Regional Governor Alexander Beglov reported that the attack targeted the Kirovsky district of St. Petersburg, which sits along the Baltic Sea coast. He added that Russian air defense systems intercepted and downed 72 Ukrainian drones across the city and its surrounding region. This is not the first time the district has come under attack: it was previously struck in June, just ahead of Russia’s high-profile St. Petersburg International Economic Forum.
Ukrainian President Volodymyr Zelenskyy framed the strike as part of Kyiv’s deliberate “long-range sanctions” strategy targeting Russian war capacity. In a Telegram post, he confirmed that Ukrainian defense forces not only hit the St. Petersburg oil terminal infrastructure, which generates revenue that funds Moscow’s invasion, but also struck a key military target on the island of Kronstadt, located just off St. Petersburg’s coast.
The intensified, near-daily long-range assaults on Russian oil and fuel facilities across occupied and Russian territory have triggered widespread fuel shortages, creating a domestic supply crisis that has piled growing political pressure on the Kremlin. The Crimean Peninsula, which Russia illegally annexed from Ukraine in 2014, has faced particularly severe strike activity, forcing Moscow-installed local authorities to suspend civilian gasoline sales. In a separate Saturday attack on Crimea, the Kremlin-appointed Governor Sergei Aksyonov reported that one person was killed and three others injured, including a 10-year-old child.
Alongside the St. Petersburg strike, another major Ukrainian attack left the border city of Belgorod, a frequent target of Kyiv’s drone campaign, almost entirely without power on Saturday, according to local Russian media reports.
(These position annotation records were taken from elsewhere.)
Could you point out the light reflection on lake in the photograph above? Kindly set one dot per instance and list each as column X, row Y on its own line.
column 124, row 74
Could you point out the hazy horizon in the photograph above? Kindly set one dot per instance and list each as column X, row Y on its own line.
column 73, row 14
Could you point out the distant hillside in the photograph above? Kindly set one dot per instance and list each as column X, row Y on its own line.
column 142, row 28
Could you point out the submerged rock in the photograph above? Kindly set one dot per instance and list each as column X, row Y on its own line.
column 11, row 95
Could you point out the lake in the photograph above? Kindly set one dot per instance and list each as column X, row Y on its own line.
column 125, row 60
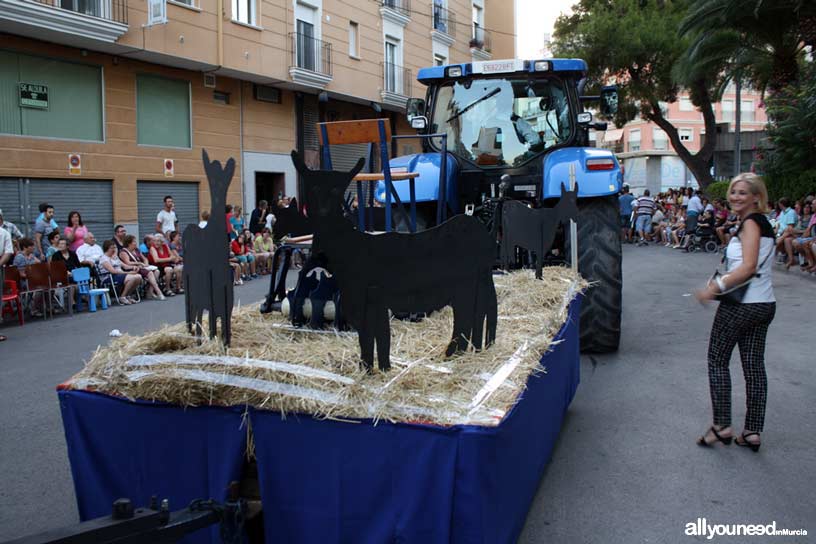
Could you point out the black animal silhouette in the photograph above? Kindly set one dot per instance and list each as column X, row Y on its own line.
column 534, row 229
column 207, row 273
column 450, row 264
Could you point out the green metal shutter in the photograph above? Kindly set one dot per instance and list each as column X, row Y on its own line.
column 163, row 111
column 9, row 99
column 74, row 99
column 11, row 201
column 151, row 200
column 92, row 199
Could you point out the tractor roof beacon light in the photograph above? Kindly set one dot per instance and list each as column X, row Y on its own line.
column 600, row 164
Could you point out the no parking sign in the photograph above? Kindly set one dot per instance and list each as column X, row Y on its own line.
column 74, row 164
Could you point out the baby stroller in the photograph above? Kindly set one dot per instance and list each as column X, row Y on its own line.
column 705, row 239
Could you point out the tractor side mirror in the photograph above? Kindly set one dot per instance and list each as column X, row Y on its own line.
column 609, row 100
column 415, row 107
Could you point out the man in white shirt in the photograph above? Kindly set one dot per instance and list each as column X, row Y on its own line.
column 6, row 251
column 89, row 253
column 166, row 220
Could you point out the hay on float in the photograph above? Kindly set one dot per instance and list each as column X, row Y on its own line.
column 273, row 366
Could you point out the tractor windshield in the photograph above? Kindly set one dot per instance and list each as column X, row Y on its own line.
column 502, row 122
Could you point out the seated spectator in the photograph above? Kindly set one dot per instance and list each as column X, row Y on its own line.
column 169, row 265
column 110, row 265
column 147, row 243
column 244, row 257
column 89, row 253
column 66, row 255
column 264, row 251
column 76, row 230
column 11, row 228
column 53, row 238
column 174, row 242
column 134, row 259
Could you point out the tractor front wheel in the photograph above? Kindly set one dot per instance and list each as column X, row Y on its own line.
column 599, row 262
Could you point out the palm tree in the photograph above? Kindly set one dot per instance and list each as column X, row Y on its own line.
column 762, row 40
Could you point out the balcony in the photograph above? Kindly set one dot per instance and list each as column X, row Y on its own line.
column 71, row 22
column 311, row 60
column 481, row 43
column 396, row 11
column 396, row 84
column 444, row 25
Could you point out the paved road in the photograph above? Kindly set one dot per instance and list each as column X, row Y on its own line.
column 625, row 468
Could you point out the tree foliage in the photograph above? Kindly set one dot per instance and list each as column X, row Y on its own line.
column 636, row 44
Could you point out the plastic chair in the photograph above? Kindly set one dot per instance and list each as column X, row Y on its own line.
column 39, row 279
column 82, row 277
column 60, row 283
column 12, row 296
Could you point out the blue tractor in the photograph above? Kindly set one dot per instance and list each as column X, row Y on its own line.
column 513, row 129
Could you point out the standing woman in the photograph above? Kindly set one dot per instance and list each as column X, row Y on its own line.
column 76, row 230
column 744, row 323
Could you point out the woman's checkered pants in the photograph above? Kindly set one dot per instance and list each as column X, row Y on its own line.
column 745, row 325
Russian President Vladimir Putin has attempted to downplay the impact of Ukraine’s energy infrastructure strikes, dismissing the damage as “not critical” and insisting his full-scale invasion will continue until he achieves his stated war goals. Putin has claimed the strikes are a Ukrainian tactic to distract from what he says are advances on the front line, though independent military analysts note that Russian territorial gains have been effectively stalled in recent months.
The day before the St. Petersburg attack, Putin visited the Russian military command center overseeing the invasion and was briefed on what Russian officials claim is the capture of Kostyantynivka, a key transport and industrial hub in Ukraine’s Donetsk region. Following weeks of intense urban street fighting, Putin described the seizure of Kostyantynivka as a critical milestone toward capturing Sloviansk and Kramatorsk, the last major heavily fortified Ukrainian-held strongholds in the Donetsk “forest belt” region. Speaking in televised remarks while wearing military fatigues, Putin emphasized that the city’s capture holds major strategic importance for Russia’s campaign.
Ukrainian officials have immediately refuted Moscow’s claims, dismissing the announcement as outright disinformation. Andriy Kovalev, a spokesperson for Ukraine’s General Staff, told local outlet Ukrainska Pravda that Russian forces have not secured full control of the city and their capture claim is false.
Despite Putin’s public efforts to downplay the impact of the strikes, the sustained campaign of drone attacks has brought the reality of the war directly to ordinary Russians across much of the country, shattering the Kremlin’s long-held narrative that the conflict is a distant operation that does not impact daily life inside Russia. Even as Putin projects confidence that the domestic fuel crisis will not erode his political authority or public support for the war, the strikes have created new domestic challenges for the Kremlin three and a half years after the full-scale invasion began.
The escalation on Saturday was not one-sided: Ukrainian authorities in the southeastern Zaporizhzhia region reported that a Russian strike on residential buildings wounded eight people, including two children.